It all feels eerily similar to the atmosphere leading up to the 2008 bailout with warnings of looming government collapse and Wall Street and its cronies threatening doom.
Instead of a no-questions asked payoff of bankers, this time it’s the looting of Social Security and Medicaid, and cuts to other programs that benefit the aged, sick, vulnerable, in other words, society’s least politically potent, that’s at stake.
There’s another familiar aspect of the scenario: under the terms of the emergency, because the cuts are opposed by a majority of the people in the country, democracy has to be stifled, open argument limited. It’s more debacle than debate.
Anybody in Washington who isn’t for these cuts isn’t considered serious.
While the media portrays the debt ceiling standoff as a partisan nightmare, the quest for budget cuts is more of cooperative bipartisan effort with each faction playing its part.
The Tea Party raises holy hell about funding the government at all, so President Obama and the Democrat’s proposed draconian cuts to social programs and infrastructure look like the least bad alternative.

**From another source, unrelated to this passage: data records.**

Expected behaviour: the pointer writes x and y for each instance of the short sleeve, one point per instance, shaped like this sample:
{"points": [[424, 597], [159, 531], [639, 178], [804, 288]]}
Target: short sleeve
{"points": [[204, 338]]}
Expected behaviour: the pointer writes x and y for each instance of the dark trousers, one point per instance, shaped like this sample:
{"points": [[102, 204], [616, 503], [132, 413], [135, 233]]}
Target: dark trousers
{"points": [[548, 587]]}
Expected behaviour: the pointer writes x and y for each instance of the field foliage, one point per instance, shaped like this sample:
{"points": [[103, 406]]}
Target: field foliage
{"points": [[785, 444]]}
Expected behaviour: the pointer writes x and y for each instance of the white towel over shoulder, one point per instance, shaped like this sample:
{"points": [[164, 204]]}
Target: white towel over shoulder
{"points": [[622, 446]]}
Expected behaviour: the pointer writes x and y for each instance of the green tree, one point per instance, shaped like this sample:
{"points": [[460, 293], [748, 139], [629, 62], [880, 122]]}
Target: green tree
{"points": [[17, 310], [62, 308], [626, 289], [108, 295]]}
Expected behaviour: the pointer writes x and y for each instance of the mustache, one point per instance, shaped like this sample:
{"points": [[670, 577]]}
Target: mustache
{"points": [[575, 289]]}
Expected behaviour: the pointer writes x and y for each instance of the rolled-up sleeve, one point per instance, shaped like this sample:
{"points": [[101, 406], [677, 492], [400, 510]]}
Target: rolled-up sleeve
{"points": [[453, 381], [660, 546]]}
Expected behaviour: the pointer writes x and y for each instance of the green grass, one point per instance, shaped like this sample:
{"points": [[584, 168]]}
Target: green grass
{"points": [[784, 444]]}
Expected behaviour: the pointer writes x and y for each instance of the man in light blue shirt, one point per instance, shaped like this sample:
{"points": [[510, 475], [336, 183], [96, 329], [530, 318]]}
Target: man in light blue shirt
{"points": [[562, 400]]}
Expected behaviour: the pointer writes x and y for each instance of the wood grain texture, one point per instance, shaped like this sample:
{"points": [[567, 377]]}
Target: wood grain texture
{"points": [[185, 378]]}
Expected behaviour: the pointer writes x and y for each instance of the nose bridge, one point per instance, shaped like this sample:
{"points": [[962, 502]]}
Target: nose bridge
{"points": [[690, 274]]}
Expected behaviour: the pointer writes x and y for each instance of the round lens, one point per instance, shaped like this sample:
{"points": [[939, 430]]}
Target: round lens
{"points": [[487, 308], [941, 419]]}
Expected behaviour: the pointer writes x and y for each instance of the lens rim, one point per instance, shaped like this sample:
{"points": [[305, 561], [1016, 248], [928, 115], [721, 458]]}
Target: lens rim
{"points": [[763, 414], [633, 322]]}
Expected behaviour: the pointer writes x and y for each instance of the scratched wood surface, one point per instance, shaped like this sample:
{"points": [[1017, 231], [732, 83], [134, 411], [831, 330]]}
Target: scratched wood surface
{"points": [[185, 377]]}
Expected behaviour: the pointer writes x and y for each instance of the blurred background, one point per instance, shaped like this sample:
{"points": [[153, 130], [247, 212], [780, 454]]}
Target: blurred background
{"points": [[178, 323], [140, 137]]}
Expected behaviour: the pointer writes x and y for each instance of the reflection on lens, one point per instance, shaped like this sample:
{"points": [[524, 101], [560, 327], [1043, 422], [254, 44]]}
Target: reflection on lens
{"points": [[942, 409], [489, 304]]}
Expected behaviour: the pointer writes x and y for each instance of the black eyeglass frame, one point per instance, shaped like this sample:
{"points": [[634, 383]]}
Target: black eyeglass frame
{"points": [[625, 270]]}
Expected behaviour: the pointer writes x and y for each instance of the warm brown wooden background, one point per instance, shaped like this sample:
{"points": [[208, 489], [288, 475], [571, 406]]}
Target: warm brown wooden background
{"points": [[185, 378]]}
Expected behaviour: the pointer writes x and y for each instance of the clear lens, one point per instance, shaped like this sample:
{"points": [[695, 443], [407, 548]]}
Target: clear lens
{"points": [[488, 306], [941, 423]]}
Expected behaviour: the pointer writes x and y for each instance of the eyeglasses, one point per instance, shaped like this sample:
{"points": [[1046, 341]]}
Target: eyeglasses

But make no mistake: the Democrats’ drastic cutbacks don’t represent compromise. They represent the goals of a financial and corporate elite that has been fighting for these goals relentlessly and methodically for years.
And they’re using this trumped up debt ceiling crisis as their latest gambit to achieve them.
Rep. Brad Sherman, D-California’s description of the first hastily put together bailout plan, could easily apply to our current predicament.
It wasn’t legislation, Sherman said at the time, it was a ransom note.